3) Sammy Zeglinski. The junior guard had not been shooting well of late. At all. As in, he had shot a combined 4 for 21 from the field in the two games prior to Saturday’s contest at Maryland. Zeglinski said he met late last week with coach Tony Bennett and assistant Ritchie McKay, and together they worked through some mechanical issues that had developed in Zeglinski’s shooting form. Whatever the changes were – Zeglinski declined to reveal them after the game Saturday – they worked. He shot 7 for 11 from the field and made 6 of 7 three-point attempts en route to recording a career-high 25 points. One could argue that Zeglinski creates as much separation coming off a screen to get himself a clean shot as any other player in the conference.
1) Five-minute stretch. Sure, the game was close throughout the first half, but with the exception of one five-minute stretch during the second half, the Cavaliers controlled the game’s proceedings. During that stretch, however, Maryland narrowed what had been a 12-point Virginia lead to five, and it appeared as though the momentum was shifting forcefully in favor of the Terrapins. Given that it was Maryland’s Senior Day and all, it wasn’t difficult to predict a collapse by the visitors and a stirring come-from-behind victory for the home team. But, obviously, that didn’t happen. To Virginia’s credit, the Cavaliers did not fold under the literal and figurative pressure they faced.

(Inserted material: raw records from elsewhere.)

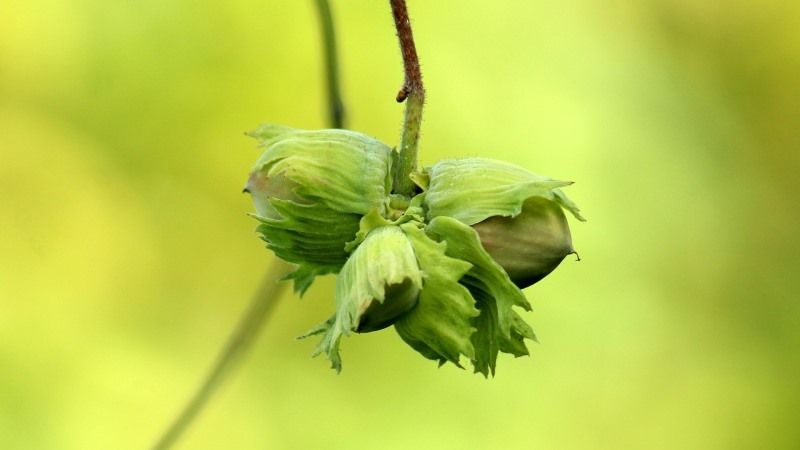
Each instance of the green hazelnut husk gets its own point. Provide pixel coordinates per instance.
(518, 214)
(310, 190)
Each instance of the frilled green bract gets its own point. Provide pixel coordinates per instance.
(380, 282)
(445, 267)
(310, 190)
(517, 214)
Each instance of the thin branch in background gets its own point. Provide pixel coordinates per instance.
(413, 93)
(336, 112)
(262, 304)
(266, 297)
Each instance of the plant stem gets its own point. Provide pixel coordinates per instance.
(262, 304)
(336, 111)
(413, 93)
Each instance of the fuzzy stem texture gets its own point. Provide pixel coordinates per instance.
(413, 93)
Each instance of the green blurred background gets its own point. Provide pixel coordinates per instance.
(126, 255)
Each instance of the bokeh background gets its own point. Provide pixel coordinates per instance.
(126, 255)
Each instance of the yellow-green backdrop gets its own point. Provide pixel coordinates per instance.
(126, 254)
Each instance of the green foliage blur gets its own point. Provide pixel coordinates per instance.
(126, 255)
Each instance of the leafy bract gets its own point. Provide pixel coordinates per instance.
(498, 327)
(473, 189)
(380, 282)
(440, 326)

2) Off shooting nights for Sherrill and Joe Harris. We’re just being picky at this point. Yeah, Sherrill and Harris shot a combined 3 for 15 (20 percent) from the field Saturday, but with Zeglinski shooting lights out and with Mustapha Farrakhan (6 for 14, 19 points) and Sene (7 for 9, 15 points) chipping in, the offensive struggles of Sherrill and Harris were not felt as acutely as they might have been on other nights.